De même que l’enseignant, le policier, le travailleur social, réduit à l’état d’agent n’est a priori pas obligé de détourner la tête des situations qu’il ne peut pas changer, il n’est pas obligé de prendre en grippe qui lui rappelle l’inadéquation des mesures et procédures. Nul n’est obligé d’adhérer au discours de sa hiérarchie, à l’orientation de son établissement.

Et pourtant , si souvent, tant d’entre nous, trouvent plus simple de baisser la garde et de s’identifier à leurs chaînes.

Lire la suite sur le site d’Intermèdes-Robinson

3 Comments

  1. ROMET Daniel

    Rien n’oblige… nouvelle Kronik Robinson
    Ca fait plaisir de lire cela.
    Je suis enseignant référent (handicap) et j’ai toujours été professionnellement à la marge du “bunker” (pour moi, l’Education Nationale).
    Je ne supporte pas “l’esprit de corps, pour ne pas dire de soumission” particulièrement prégnant dans ce ministère mais également dans beaucoup d’autres lieux professionnels.

    • Ott Laurent

      Rien n’oblige… nouvelle Kronik Robinson
      Je suis d’accord avec vous.

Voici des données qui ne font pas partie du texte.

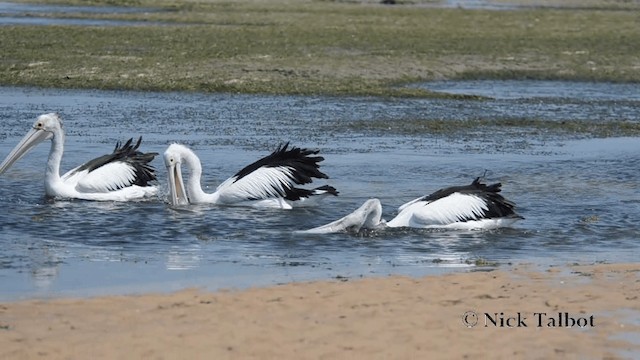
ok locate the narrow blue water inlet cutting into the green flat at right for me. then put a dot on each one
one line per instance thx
(545, 100)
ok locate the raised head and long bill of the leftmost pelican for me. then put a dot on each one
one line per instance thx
(45, 127)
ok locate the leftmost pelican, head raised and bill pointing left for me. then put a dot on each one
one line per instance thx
(121, 176)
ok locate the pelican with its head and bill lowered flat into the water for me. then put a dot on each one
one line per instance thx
(475, 206)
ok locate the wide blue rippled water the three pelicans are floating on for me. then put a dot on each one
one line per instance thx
(579, 196)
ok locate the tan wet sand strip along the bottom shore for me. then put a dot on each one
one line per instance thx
(380, 318)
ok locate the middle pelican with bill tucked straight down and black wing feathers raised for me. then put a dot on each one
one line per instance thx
(269, 182)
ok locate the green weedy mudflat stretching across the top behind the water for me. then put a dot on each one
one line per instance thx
(322, 47)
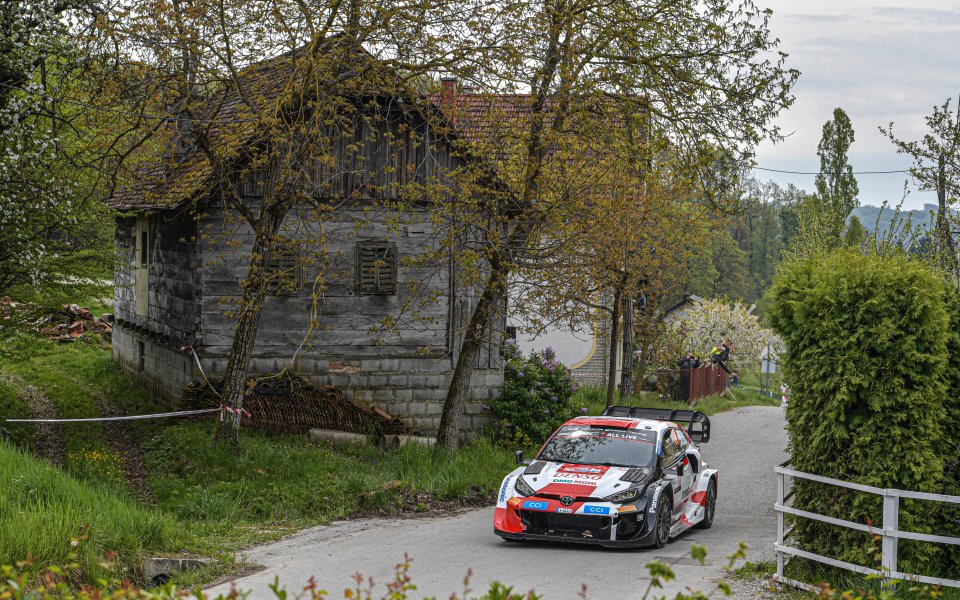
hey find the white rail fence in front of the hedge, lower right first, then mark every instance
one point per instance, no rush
(889, 531)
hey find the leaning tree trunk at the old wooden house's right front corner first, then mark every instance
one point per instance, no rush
(448, 434)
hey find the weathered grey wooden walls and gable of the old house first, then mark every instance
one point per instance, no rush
(194, 287)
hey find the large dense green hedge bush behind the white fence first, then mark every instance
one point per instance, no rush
(866, 363)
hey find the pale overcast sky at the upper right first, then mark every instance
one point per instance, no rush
(880, 62)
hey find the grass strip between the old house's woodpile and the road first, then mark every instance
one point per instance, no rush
(282, 479)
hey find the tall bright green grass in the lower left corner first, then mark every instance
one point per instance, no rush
(42, 509)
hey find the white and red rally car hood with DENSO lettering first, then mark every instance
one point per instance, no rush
(550, 479)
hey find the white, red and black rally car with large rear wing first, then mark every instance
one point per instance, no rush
(631, 477)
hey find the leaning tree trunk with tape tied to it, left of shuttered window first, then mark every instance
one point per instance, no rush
(245, 331)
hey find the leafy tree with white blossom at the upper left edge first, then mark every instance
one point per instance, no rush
(45, 219)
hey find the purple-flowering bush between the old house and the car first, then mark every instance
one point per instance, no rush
(536, 397)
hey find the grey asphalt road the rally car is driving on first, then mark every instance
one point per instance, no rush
(745, 445)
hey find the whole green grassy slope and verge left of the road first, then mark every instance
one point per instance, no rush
(208, 500)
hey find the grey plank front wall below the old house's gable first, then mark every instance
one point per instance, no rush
(405, 371)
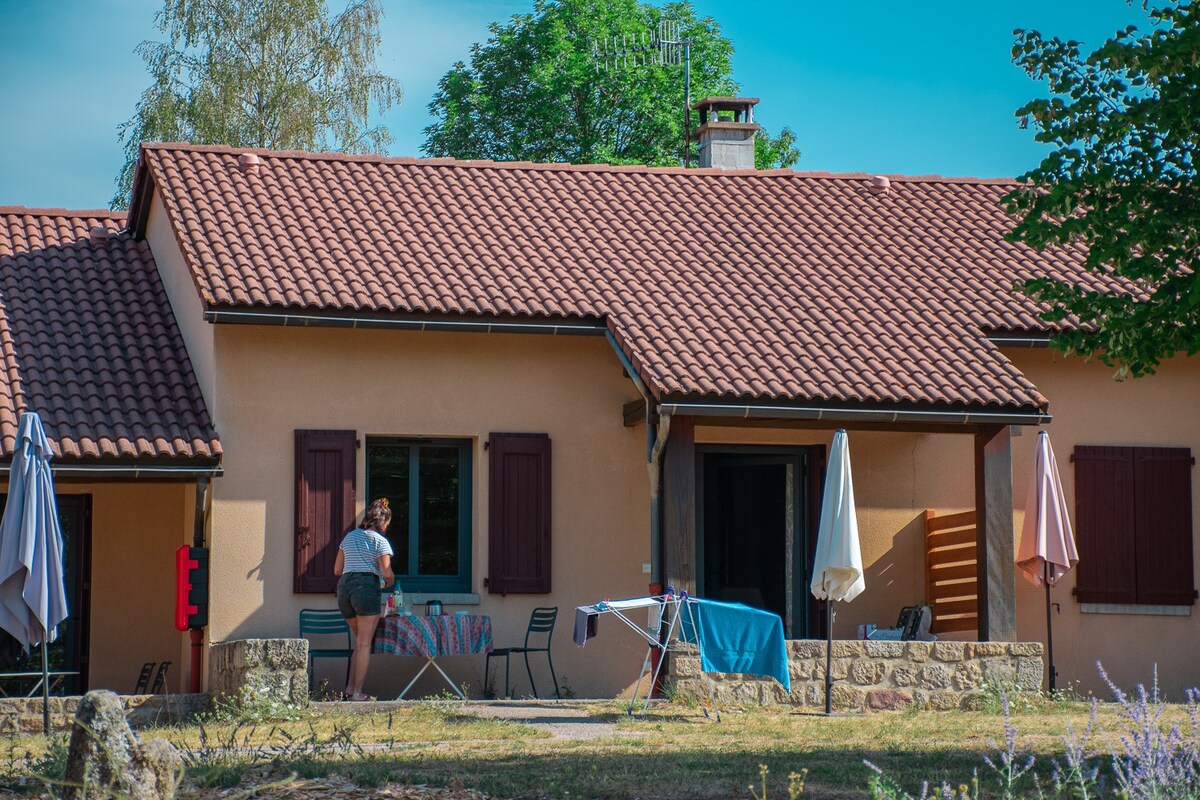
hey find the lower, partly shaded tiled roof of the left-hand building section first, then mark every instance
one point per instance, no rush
(88, 341)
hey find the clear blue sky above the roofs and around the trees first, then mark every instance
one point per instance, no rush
(875, 86)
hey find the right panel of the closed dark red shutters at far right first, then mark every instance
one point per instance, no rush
(1163, 480)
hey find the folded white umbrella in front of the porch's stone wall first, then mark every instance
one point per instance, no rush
(838, 568)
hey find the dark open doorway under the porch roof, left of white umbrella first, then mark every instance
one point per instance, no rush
(755, 531)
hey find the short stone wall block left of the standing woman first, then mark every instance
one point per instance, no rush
(278, 669)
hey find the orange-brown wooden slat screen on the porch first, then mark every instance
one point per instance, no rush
(951, 572)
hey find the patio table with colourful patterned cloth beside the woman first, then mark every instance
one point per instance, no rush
(433, 637)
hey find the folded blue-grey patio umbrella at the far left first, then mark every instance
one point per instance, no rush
(33, 599)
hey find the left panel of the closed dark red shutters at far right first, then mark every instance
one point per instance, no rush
(1105, 526)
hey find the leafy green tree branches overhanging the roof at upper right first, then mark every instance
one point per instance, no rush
(1125, 124)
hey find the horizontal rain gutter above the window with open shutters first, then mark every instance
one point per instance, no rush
(293, 320)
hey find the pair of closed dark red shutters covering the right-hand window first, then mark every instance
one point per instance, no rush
(1133, 525)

Une normalisation puissante règne au sein des enseignants, comme une véritable culture d’entreprise. Elle puise ses sources dans la peur de l’inconnu, de la perte de maîtrise et dans une grande solitude vécue.
      Je crois qu’on peut faire beaucoup, juste en montrant que nous pouvons travailler mieux sans ces normes.

  2. Veronique Busson

    Rien n’oblige… nouvelle Kronik Robinson
    “les conflits que nous n’assumons pas à l’extérieur, deviennent des conflits intérieurs qui vont nous déborder.
    Les abus de pouvoir sur nous que nous n’identifions pas ou ne dénonçons pas, nous amènent également à perdre du pouvoir sur nous mêmes.
    …..ne pas adhérer à l’ordre qui nous oppresse!”

    Merci, ça donne un peu de courage pour résister. Je vais faire circuler l’article.